10-year fracking ban in South Australia's south-east by Liberal government, after Labor funds gas search

South Australia's south east has concerns about effects of gas extraction on the area's limestone aquifers.
Image courtesy The Conversation
A decade-long ban on hydraulic fracturing — or fracking — in South Australia's Limestone Coast region was put in place by the Liberal state government in 2018. It supported a bill put forward by Mount Gambier independent MP Troy Bell, a former Liberal, who reflected concerns in the state’s south east about effects of gas extraction on the areas limestone aquifers.
South Australia’s Cooper Basin has seen fracking for almost 50 years. The previous Labor state government announced $24 million to encourage more gas exploration.
The PACE (Plan for Accelerating Exploration) Gas grants were part of the government’s six-point 2017 energy plan, aiming for more South Australian gas to replace coal-fired energy from Victoria. Examples of PACE Gas grants include: $6.89 million for the Santos-Beach Cooper Basin project to deploy a heat-energy recovery to offset natural gas used to run the Moomba petroleum processing; $5.26 million for the Senex Cooper Basin Gemba exploration/appraisal; $6.89 million for Beach /Cooper Energy’s Dombey project in the Otway Basin and $4.95 million to the Rawson/Vintage Nangwarry project in the Otway Basin.
A new, but controversial source in South Australia, may be from the underground coal gasification project that was being trialled in 2018 at the old Leigh Creek mine site in the state's north.
Oil and gas exploration spending in South Australia enjoyed a spurt in 2016, driven by drilling at 10 new wells in the Cooper Basin. It was the first significant upturn since the global oil price plunge in 2014. The gas industry faced spiralling prices and the impact of state government bans on gas fracking exploration in NSW and Victoria.

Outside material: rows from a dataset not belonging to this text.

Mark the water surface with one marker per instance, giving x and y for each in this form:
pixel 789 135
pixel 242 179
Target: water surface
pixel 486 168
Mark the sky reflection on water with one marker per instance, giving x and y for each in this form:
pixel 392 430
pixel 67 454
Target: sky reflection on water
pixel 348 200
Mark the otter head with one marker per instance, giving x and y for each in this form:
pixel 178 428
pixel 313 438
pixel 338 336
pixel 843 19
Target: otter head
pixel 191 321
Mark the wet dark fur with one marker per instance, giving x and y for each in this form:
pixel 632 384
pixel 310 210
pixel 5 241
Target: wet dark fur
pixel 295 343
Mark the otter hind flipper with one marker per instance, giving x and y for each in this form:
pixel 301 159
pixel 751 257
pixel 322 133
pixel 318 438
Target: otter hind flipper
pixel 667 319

Long-time operator Senex Energy was expected to ramp up activity in the Cooper Basin in 2017-18.
Adelaide-based Oil and gas company Beach Energy, with Seven Group Holdings (22.9%) as largest shareholder, merged with Drillsearch Energy in 2016, to make the company the largest oil producer in the Cooper Basin and the region’s second largest gas producer.
Adelaide Brighton cement company moved to secure more gas supply for its energy-intensive operations through a deal with Strike Energy to source gas from its proposed multi-million dollar Cooper Basin operations. Strike has already signed deals with offtake partners Orica, Orora and Brickworks.
Cooper Energy’s focus has changed to bringing its Sole gas project off the Victoria coast into production to diversify away from oil production. Cooper Energy holds a half stake in Sole with the other held by Santos.
The state Liberal government 10-year moratorium on Limestone Coast gas fracking, promised at the state election, came after the Liberals sided with Labor to block a Greens bill that would have achieved the same thing. The government argued that ministerial direction to reject applications for fracking went far enough and that not enshrining the ban in law would prevent future governments from overturning it. But pressure from the state’s south east forced the moratorium.
The federal Coalition government repeated its call for states to lift their fracking bans or moratoriums after the Australian Energy Market Operator predicted a 19 petajoule gas shortfall in Victoria in 2022, equivalent to about 400,000 homes.